Divulgação

O futebol entrou na era da ciência e “O Jogo Mudou” mostra por que não dá mais para jogar como antes

Livro do petropolitano Fábio Alves Ferreira será lançado neste sábado, na Bienal do Livro de São Paulo
A bola continua redonda, o gol continua sendo o objetivo e o futebol continua capaz de provocar paixões que desafiam qualquer explicação racional. Mas, por trás dos 90 minutos, o jogo mudou — e muito. É essa transformação que Fábio Alves Ferreira apresenta em “O Jogo Mudou – Do Empirismo à Ciência – As Transformações e Desafios do Esporte das Paixões”, que será lançado neste sábado (05), na Bienal do Livro de São Paulo, com colaboração de Matheus Campos.

A obra parte de uma pergunta simples, mas provocadora: quanto do futebol que conhecemos hoje ainda é decidido apenas pelo talento, pela intuição e pelo chamado “faro” de quem vive o esporte? Para o autor, a resposta passa por uma mudança profunda de paradigma. O futebol deixou de ser compreendido apenas dentro das quatro linhas e passou a funcionar como um sistema que reúne gestão, economia, ciência, tecnologia, preparação física, aspectos técnicos e táticos, psicologia, liderança e análise de dados. “O futebol não deixou de ser paixão. Ele apenas passou a exigir conhecimento”, resume Fábio.

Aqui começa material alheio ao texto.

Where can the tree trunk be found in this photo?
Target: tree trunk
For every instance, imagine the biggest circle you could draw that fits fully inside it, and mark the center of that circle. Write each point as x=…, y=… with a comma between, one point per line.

A trajetória começa na própria história do esporte, desde a organização das primeiras regras em Cambridge e a criação da Football Association, até a expansão do futebol pelo mundo. Ao recuperar esse percurso, o autor mostra que a transformação sempre fez parte da modalidade — e que novas mudanças ainda estão por vir.
Um dos pontos centrais da obra é a constatação de que o resultado esportivo começa muito antes do apito inicial. A profissionalização da gestão, por exemplo, é agora um dos fatores determinantes para a competitividade dos clubes. Mais do que colocar dinheiro em campo, é preciso saber onde, quando e como investir. A organização financeira, a profissionalização administrativa, o trabalho de base e a criação de processos consistentes aparecem como elementos capazes de sustentar resultados ao longo do tempo. Palmeiras e Flamengo são apresentados como exemplos dessa transformação.

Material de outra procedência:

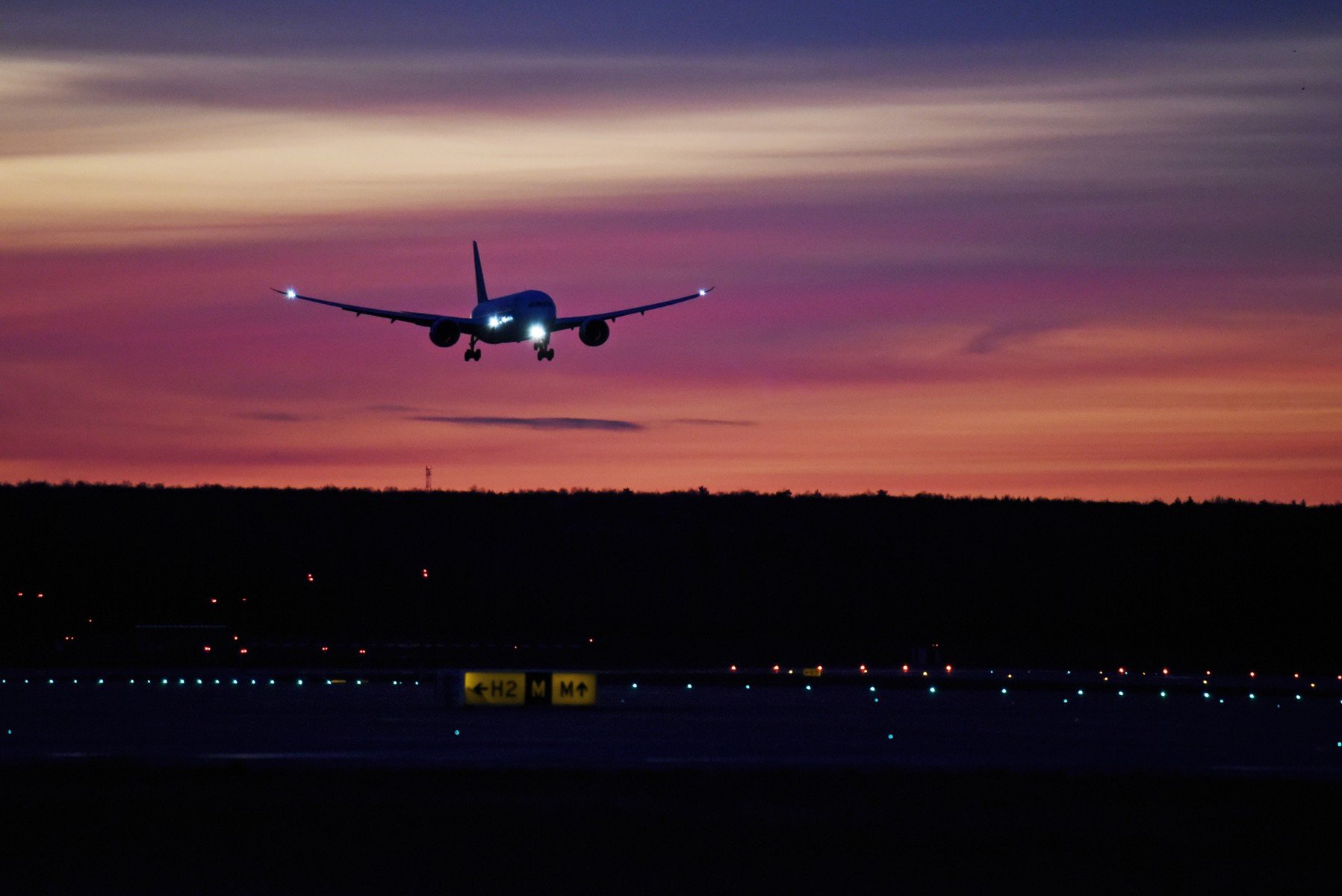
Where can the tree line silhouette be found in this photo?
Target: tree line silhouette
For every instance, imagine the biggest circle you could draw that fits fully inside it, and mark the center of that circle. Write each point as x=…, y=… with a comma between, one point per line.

“O investimento, sozinho, não garante resultado. O que faz diferença é a capacidade de transformar recursos em estrutura, processos, conhecimento e, consequentemente, desempenho”, explica o autor.
O livro acompanha também a evolução tática do futebol. Dos sistemas mais rígidos às estruturas contemporâneas, o jogo passou a valorizar cada vez mais ocupação de espaços, mobilidade, pressão, tomada de decisão e capacidade de adaptação. A conclusão é que não existe uma fórmula única para vencer, mas diferentes maneiras de interpretar e construir o jogo.
Até o talento passou a ser observado sob outra perspectiva. A técnica, antes frequentemente associada a uma habilidade natural, hoje pode ser treinada, mensurada e desenvolvida a partir de conhecimentos como biomecânica, percepção, tempo, espaço e tomada de decisão. Na preparação física, a revolução é igualmente evidente. Força, resistência, velocidade e recuperação são acompanhadas de maneira cada vez mais individualizada, com recursos como GPS, monitoramento da frequência cardíaca e controle de carga. Mas, para Fábio, compreender o atleta exige olhar além do corpo.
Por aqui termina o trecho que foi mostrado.